Every pastor that I know wants this church to grow. Every pastor that I know also realizes that the single best way for that growth to happen is when his people invite their friends, relatives and neighbors. Fewer than 2% ever do. Why? I don’t want this post to be too negative, but rather give some points where small practical changes might make a big difference.
You ignore them.
People don’t invite their friends because you’ll basically ignore them.
Yes, I know, you have that little window in your service where you greet all the visitors and tell them to go get a mug in the welcome center. Sorry, doesn’t work for me.
Let’s use the analogy of visiting a home. First time visitors are treated special, right? But you don’t just prepare a meal and leave them to eat it alone, right? Show them around the house and then leave them to their own designs?
Maybe it’s just me, but the most important part of having visitors in our home is getting to know them. Talking TO them.
How do we do that? Include them in the conversation. In your sermon. Make it a discipline to add a few sentences to your sermon.
“If you are new here this morning, you might not know…”
“If you are not a Christian, this doesn’t apply to you. Tune out for a couple minutes” (You just upped the ante, and they will be all ears from then on.”
Don’t pretend they aren’t there when you challenge your people to invite people. “Hey, invite your friends next week.” Rather, brag on their friends.
This one is a discipline, but write part of your sermon to unbelievers. Most pastors that I know, even the great ones, spend very little time in their sermon with an awareness that visitors and especially non-believing visitors, are listening. Don’t preach to the choir. Preach to everyone.
You use excessive insider language
People don’t invite their friends because they are afraid their friends won’t understand what is going on.
Listen, if they are there, they know they are in a gathering of believers. We can, however, make our language more inclusive without watering down the message.
For example, I would always refer to our musicians as “the band.” We would never say “Good morning church! Let’s stand and worship.” A non-believer with hang-ups already now has 2 more. 1. He or she doesn’t feel like they are the “church” and you’ve asked them to worship a God they don’t believe in.
“Good morning everyone, would you join us by standing and singing” accomplishes the same thing without putting up barriers for newcomers.
Another example is acronyms. For brevity sake, we like to use insider language in our announcements.
“Radical meets on Tuesday, Famous and Funny meets Thursday nights, and 3Cs meets every other Sunday during PowerHour.” Huh?

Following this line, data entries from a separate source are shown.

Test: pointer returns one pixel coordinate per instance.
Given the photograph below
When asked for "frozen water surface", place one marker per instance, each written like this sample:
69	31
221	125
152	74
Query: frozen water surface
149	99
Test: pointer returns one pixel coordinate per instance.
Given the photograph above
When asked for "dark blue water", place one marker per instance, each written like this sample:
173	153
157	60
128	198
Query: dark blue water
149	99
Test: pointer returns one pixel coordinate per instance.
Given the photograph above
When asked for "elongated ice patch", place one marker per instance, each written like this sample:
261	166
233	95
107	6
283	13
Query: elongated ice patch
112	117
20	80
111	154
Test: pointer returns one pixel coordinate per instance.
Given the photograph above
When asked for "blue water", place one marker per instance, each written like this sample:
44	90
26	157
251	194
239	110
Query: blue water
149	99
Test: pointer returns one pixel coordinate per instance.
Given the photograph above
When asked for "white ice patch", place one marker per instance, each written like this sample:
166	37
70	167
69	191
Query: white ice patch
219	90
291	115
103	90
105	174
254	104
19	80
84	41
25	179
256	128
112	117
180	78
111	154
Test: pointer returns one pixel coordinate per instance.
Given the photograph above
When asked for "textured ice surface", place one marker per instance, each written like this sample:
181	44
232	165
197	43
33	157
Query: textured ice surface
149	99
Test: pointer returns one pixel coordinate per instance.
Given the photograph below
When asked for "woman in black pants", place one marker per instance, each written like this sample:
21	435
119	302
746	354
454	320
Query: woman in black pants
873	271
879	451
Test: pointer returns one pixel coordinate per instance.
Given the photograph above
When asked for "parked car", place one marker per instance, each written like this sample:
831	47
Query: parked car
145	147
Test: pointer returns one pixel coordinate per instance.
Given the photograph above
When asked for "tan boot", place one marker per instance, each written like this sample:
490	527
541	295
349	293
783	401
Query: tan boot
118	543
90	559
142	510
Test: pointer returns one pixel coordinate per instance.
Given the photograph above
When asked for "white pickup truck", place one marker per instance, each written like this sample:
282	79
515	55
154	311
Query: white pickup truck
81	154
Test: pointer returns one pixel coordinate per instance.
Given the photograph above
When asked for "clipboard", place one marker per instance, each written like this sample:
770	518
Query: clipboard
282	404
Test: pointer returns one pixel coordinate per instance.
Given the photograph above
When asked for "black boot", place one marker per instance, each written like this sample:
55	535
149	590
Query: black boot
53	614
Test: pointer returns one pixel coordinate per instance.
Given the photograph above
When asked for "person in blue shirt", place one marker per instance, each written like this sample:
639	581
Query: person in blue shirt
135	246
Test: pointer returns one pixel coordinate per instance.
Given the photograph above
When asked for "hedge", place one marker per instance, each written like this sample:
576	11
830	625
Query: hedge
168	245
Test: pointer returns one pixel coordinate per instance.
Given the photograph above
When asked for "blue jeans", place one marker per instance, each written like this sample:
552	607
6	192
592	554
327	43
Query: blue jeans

Slow down or write it down.
You are not friendly.
Oh, everyone thinks they are friendly. Having a greeter at the front door doesn’t make you friendly. Even Walmart has a greeter at the front door.
The reality is that when someone new comes to your church, they want to know if leadership is friendly. Are you accessible?
I remember hearing that Bill Hybels would stand in what they called “the Bull Pen” and talk with people as long as there were people who wanted to talk to him. I know you can’t have long conversations with everyone, but isn’t outreach one of our main reasons for big corporate gatherings? Oh yeah, that’s right, our corporate gatherings are all about us. NO!
I’ve recently been attending a church. I’m not pastoring or preaching much right now, our ministry is behind the scenes. But for 8 months we have attended this church and I’ve had 1, and by 1 I mean 1, conversation with someone on Sunday morning. Why would I want to join a small group (the common answer) when I can’t even get someone on Sunday to talk to me?
Lots of hype, little substance.
Nothing drives me more nuts than being told “God is doing something special here at church.”
Listen, if He is, I’ll know it, you won’t have to tell me. Bragging on yourself is a surefire way to completely turn me off. And I imagine, many others as well.
When God is truly present, his Presence welcomed and his people genuinely love him and each other, these things are easier. But they still require intentionality.
Think through your Sunday morning gatherings. Ask your people why they don’t invite their friends.